Citizen science projects, like global Open Street Map for spatial information, and CurieuzeNeuzen (Curious Noses) in Belgium for air quality information, involve public participation in collecting and monitoring data to increase scientific knowledge. Citizen science empowers the individuals who collect the data by helping them to understand the environmental risks they face, which are sometimes hidden, and equips them with evidence to take action and engage with service providers to reduce those risks.
Citizen science can also be useful to policy-makers. When calibrated appropriately, even non-representative citizen generated data can be used to ground-truth official statistics. “They complement official statistics and large-scale surveys rather than replacing them. This means that even small amounts of data can be useful if we collect it in specific locations where official data suggest that there might be problems, or where official data show adequate service quality but citizens experience poor quality,” Olivia explains.

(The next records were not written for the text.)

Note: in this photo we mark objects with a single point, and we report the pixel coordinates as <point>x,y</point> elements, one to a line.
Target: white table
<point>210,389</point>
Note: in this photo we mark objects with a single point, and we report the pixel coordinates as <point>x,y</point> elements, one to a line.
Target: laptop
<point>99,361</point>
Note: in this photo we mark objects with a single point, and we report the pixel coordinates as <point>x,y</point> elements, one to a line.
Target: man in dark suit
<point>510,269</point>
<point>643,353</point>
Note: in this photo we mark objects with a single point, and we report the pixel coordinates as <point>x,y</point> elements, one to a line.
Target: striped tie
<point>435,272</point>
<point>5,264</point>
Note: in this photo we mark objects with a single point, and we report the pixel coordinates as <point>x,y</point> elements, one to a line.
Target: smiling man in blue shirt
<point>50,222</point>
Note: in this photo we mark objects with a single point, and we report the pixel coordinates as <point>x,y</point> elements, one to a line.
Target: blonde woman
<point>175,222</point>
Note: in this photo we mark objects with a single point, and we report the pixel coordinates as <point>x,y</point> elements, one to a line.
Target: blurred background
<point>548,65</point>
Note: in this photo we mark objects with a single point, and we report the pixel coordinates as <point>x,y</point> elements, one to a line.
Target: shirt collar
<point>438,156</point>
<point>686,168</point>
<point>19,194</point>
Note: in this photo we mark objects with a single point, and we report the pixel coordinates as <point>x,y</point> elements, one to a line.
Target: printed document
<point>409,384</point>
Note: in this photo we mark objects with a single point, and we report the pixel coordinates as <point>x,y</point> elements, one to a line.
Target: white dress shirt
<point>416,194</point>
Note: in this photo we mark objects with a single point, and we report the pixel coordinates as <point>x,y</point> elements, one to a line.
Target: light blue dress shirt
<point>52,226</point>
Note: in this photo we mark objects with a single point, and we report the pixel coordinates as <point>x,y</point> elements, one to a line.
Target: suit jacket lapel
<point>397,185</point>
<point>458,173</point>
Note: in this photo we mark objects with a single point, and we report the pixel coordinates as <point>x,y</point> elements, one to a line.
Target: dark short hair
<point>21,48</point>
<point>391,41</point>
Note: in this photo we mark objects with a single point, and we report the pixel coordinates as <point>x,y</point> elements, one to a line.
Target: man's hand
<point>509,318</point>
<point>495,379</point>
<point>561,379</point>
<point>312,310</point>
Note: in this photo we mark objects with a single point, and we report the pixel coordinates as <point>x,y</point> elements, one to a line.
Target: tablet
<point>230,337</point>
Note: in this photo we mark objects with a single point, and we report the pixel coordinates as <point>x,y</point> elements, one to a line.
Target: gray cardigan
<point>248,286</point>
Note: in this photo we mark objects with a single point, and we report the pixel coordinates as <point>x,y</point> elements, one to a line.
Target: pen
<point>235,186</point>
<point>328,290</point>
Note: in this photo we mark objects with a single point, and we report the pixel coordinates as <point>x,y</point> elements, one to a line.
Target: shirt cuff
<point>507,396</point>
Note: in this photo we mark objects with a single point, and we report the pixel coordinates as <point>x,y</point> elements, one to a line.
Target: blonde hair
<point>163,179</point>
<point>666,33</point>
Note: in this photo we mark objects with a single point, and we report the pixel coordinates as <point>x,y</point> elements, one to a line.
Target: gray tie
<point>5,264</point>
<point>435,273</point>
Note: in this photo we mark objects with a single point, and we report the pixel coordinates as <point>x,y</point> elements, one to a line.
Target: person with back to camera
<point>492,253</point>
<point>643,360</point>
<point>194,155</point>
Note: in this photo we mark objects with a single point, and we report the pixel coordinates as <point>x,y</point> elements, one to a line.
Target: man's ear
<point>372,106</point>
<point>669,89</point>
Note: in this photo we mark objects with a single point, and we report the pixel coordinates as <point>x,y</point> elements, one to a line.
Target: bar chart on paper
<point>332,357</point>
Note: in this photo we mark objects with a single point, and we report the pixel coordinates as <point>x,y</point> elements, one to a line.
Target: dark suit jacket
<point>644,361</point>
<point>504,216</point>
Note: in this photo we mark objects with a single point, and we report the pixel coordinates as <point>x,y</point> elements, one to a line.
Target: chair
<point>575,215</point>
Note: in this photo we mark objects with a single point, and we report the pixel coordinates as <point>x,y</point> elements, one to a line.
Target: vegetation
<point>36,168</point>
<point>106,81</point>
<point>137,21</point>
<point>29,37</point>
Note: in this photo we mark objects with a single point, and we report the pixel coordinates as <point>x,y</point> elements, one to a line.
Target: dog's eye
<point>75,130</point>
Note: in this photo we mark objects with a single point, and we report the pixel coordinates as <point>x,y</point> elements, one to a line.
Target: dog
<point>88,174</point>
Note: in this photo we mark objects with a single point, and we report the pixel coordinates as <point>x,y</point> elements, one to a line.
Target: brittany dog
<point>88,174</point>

In Kathmandu, the data generated could help the utility as well as development partners and project funders, evaluate water supply risk and the direct impact of their projects on end users more quickly than official data collection processes allow for.
Olivia and Laure discussed the approach and results with more than twenty decision-makers in Kathmandu, from the utility, national government agencies, development banks and donors. Decision-makers were interested in how the approach could be used in a data-scarce context and saw particular value in using citizen-generated data to help assess the impact of planned infrastructure investments, in particular the Melamchi project – a tunnel and pipeline which will increase water resource availability in Kathmandu.
In February 2020, the water utility KUKL launched two mobile apps to improve information transparency and availability for their own staff and for users. One provides information regarding water volumes for staff to use to help make distribution more transparent, equitable and efficient and the other is used to collect and manage customer complaints about supply availability and quality. Officials at KUKL acknowledged the contribution the Networking Water project had made to their initiative to use apps to connect with the public.
Through NWdata, the project presented the importance and need for clear, understandable data to function as a communication tool, and that end-users could be tapped for valuable information if proper feedback channels were created. With the apps introduced by KUKL after the project, these channels are now established and can benefit the one million residents of Kathmandu.